#4277 closed defect (fixed)
[PATCH] OOS on rejoin - ptolemian lighthouse causing different dirty visibilities in the rangemanager
Reported by: | elexis | Owned by: | elexis |
---|---|---|---|
Priority: | Release Blocker | Milestone: | Alpha 21 |
Component: | UI & Simulation | Keywords: | patch |
Cc: | Patch: |
Description
Trying some rejoining with r18829 on a skirmish map yielded this OOS where two entities have different dirty visibilities. The error is reproducible using the rejointest tool #4242.

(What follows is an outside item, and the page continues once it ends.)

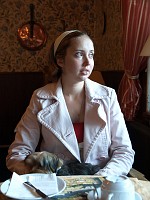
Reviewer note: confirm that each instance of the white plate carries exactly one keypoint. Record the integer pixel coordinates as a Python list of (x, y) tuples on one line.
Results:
[(91, 196), (5, 185)]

--- debug.after.a.txt 2016-10-11 15:30:53.738286090 +0200 +++ debug.after.b.txt 2016-10-11 15:30:53.746285963 +0200 @@ -32611,11 +32611,15 @@ length: 1024 #: 363 dirty visibility: 0 #: 1 dirty visibility: 1 - #: 151 + #: 119 + dirty visibility: 0 + #: 1 + dirty visibility: 1 + #: 31 dirty visibility: 0 #: 2 dirty visibility: 1 #: 31 dirty visibility: 0
Attachments (8)
Change History (22)
by , 8 years ago
Attachment: | OOS_dirty_visibilities.7z added |
---|
comment:1 by , 8 years ago
comment:2 by , 8 years ago
Summary: | OOS on rejoin - different dirty visibilities → OOS on rejoin - ptolemian lighthouse causing different dirty visibilities in the rangemanager |
---|
comment:3 by , 8 years ago
Not sure if it is related or not but you can very easily trigger an OOS by building the lighthouse and destroying it. It will OOS on the turn it gets destroyed. It seems capturing triggers the same OOS so I'm assuming any ownership change actually fails.
Might be related to this OOS, which is caused by the LOSPlayerCount for player 1 being completely fubar.
comment:4 by , 8 years ago
Correct, build lighthouse, rejoin, delete it or user "wololo" cheat to change ownership -> OOS
by , 8 years ago
Attachment: | lighthouse_rejointest_r18832.7z added |
---|
Minimal skirmish map reproducing wraitiis OOS with the rejointest.
comment:5 by , 8 years ago
Notice in this diff there are no dirty visibilities differing, but "visbilities" and "los state" of the range manager.
@@ -17656,7 +17656,7 @@ x: 611.55506 z: 249.45731 vision: 0 - visibilities: 9 + visibilities: 10 size: 2 retain in fog: 1 owner: 0 @@ -27552,7 +27552,7 @@ #: 39 los state: 0 #: 89 - los state: 13 + los state: 15 #: 97 los state: 0 #: 34
comment:6 by , 8 years ago
Attached patch fixes the lighthouse-specific OOS, but this is non-trivial.
The core issue is that the range manager does not serialize player LOS count (m_PlayerLosCount). This is because in theory it can be recomputed from the range manager state. However the lighthouse breaks this: the range manager does not know that it needs to reveal the shore (in practice, it does because m_losstate is serialized, but this will OOS once the lighthouse goes down).
The thing to note here is that any entity with special LOS behavior will trigger an OOS ultimately.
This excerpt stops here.